Graphical EDA
- EDA – Exploratory Data Analysis
Python Libraries in Use matplotlib.pyplot as plt seaborn as sns numpy as np
Most Common Plots:
- Histogram
- Bee Swarm Plot
- Box Plot
- Scatter Plot
Bee-Swarm Plot
# Create bee swarm plot with Seaborn's default settings
_ = sns.swarmplot(x='species', y='petal length (cm)', data=df)
# Label the axes
_ = plt.xlabel('species')
_ = plt.ylabel('petal length (cm)')
plt.show() # Show the plot
Box Plot
_ = sns.boxplot(x='east-west', y='dem_share', data=df_all_states)
_ = plt.xlabel('region')
_ = plt.ylabel('percent of vote for Obama')
plt.show()
!box-plot.png | center | 380 |
- IQR – interquartile range, which is from lower quartile (Q1, 25th perc.) to upper quartile (Q3, 75th perc.)
Scatter Plot
# Make a scatter plot
_ = plt.plot(versicolor_petal_length, versicolor_petal_width, marker='.', linestyle='none')
# Label the axes
_ = plt.xlabel('versicolor petal length')
_ = plt.ylabel('versicolor petal width')
# Show the result
plt.show()
ECD Function
- ECDF – Empirical Cumulative Distribution Function
def ecdf(data):
"""Compute ECDF for a one-dimensional array of measurements."""

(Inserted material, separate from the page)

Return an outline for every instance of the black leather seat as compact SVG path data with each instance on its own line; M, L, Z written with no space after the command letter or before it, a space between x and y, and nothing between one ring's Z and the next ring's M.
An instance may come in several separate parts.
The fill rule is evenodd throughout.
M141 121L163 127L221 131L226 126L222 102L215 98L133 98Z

n = len(data) # Number of data points
x = np.sort(data) # x-data for the ECDF
y = np.arange(1, n+1) / n # y-data for the ECDF
return x, y
Plotting multiple ECDFs:
# Compute ECDFs
x_set, y_set = ecdf(setosa_petal_length)
x_vers, y_vers = ecdf(versicolor_petal_length)
x_virg, y_virg = ecdf(virginica_petal_length)
# Plot all ECDFs on the same plot
_ = plt.plot(x_set, y_set, marker='.', linestyle='none')
_ = plt.plot(x_vers, y_vers, marker='.', linestyle='none')
_ = plt.plot(x_virg, y_virg, marker='.', linestyle='none')
# Annotate the plot
plt.legend(('setosa', 'versicolor', 'virginica'), loc='lower right')
_ = plt.xlabel('petal length (cm)')
_ = plt.ylabel('ECDF')
# Display the plot
plt.show()
Quantitative EDA
[! info ] Python Libraries in Use numpy as np scipy.stats as st
- Outliers – data points, whose values are most far from the most of others.
Mean, Median & Mode
mean = np.mean(versicolor_petal_length)
median = np.median(versicolor_petal_length)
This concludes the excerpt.